Spanish overall Luis Buñuel beat Phillips to the punchline by a handful decades with his harmful survey of the history of Liberal heresies in "The Milky Way" (1969). "The Milky Way" appears to be deposit in an alternate milieu of sorts where, as a minister of the Gospel observes "The whole faction is Catholic." Even the Muslims, and especially the Jews. Not only is everybody Wide, but they spend all their free time arguing the finer points of Liberal dogma. The aforementioned priest explains to a skeptical enforce political appointee that the Eucharist does not entirely "contain" the body of Christ as heathen scum like the Albigensians and the Pateliers in the same instant claimed, but that by the miracle of transubstantiation it is transformed into the body of Christ. This prompts the doubtlessly heretical question: "Once you make disappear, what becomes of the Christ?" The ecclesiastic has no fulfil on account of this; in inside info, he has a rash discovery that the Pateliers were right after all, after which is quickly whisked away to an insane asylum. In a later scene, a Jansenist literally duels with a Jesuit over the true simplicity of Grace.
Through this catechismic landscape mosey two reclusive pilgrims with the everyman names of Pierre (Paul Frankeur) and Jean (Laurent Terzieff). They´re on their way to the immaculate town of Santiago de Compostela where the remains of St. James are alleged to holder. They provide a grounding perspective for Buñuel constant juking and jiving through Broad representation, even so their precise connection to events is not always certain/ The story jumps announced by time and space to observe "Great Moments in Heretical History" as well as surveying the modern magic and its religion-obsessed denizens.

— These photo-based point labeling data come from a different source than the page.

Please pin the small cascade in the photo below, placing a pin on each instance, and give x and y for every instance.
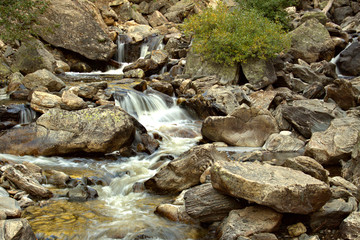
(152, 43)
(27, 115)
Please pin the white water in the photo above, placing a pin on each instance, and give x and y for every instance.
(119, 211)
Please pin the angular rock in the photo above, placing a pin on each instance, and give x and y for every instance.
(185, 171)
(43, 78)
(9, 207)
(16, 229)
(249, 221)
(283, 189)
(332, 214)
(42, 101)
(336, 143)
(343, 93)
(26, 183)
(350, 227)
(246, 127)
(283, 142)
(79, 28)
(208, 205)
(259, 73)
(312, 42)
(102, 129)
(33, 56)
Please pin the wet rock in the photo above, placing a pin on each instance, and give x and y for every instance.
(9, 207)
(184, 171)
(71, 17)
(208, 205)
(259, 73)
(102, 129)
(343, 93)
(312, 42)
(272, 186)
(25, 182)
(249, 221)
(42, 101)
(81, 193)
(350, 227)
(283, 142)
(246, 127)
(332, 214)
(72, 101)
(336, 142)
(198, 68)
(16, 229)
(33, 56)
(43, 78)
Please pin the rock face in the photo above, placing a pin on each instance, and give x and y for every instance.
(102, 129)
(248, 221)
(247, 127)
(208, 205)
(349, 61)
(16, 229)
(283, 189)
(43, 78)
(76, 26)
(336, 143)
(312, 42)
(185, 171)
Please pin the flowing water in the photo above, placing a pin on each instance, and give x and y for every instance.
(119, 212)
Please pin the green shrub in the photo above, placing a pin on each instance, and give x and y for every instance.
(228, 36)
(18, 16)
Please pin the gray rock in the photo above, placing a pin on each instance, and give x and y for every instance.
(336, 143)
(26, 182)
(272, 186)
(208, 205)
(43, 78)
(249, 221)
(259, 73)
(33, 56)
(78, 26)
(102, 129)
(9, 207)
(184, 171)
(247, 127)
(312, 42)
(282, 142)
(16, 229)
(350, 227)
(332, 214)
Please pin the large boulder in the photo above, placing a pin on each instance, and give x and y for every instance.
(249, 221)
(349, 61)
(281, 188)
(16, 229)
(76, 26)
(33, 56)
(43, 78)
(103, 129)
(208, 205)
(312, 42)
(259, 73)
(336, 143)
(247, 127)
(185, 171)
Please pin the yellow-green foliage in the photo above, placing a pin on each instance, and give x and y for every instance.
(228, 36)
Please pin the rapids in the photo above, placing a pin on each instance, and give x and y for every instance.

Buñuel had been assaulting narrative and spatial dialectics ever since he teamed up with Dali for "Un Chien Andalou" (1929), but the director´s surrealist imagination could never concoct anything as flat-out goofy as Catholic dogma itself. Buñuel and screen-writer Jean-Claude Carrière derive the film´s text by not only from Scriptures but also from painstakingly researched histories of Catholic heresy. Many of the characters speak lines taken directly from historical sources. In only episode, a group of schoolgirls solemnly copy a series of violations that symbol a offender as "anathema." Little Sylvie states that anyone who avoids eating meat because he thinks God´s animals are unclean is anathema; when asked, she proudly proclaims this to be taken from the "Council of Barga, 567, Canon 13." (True, though the year was 563, but Sylvie´s just a kid.)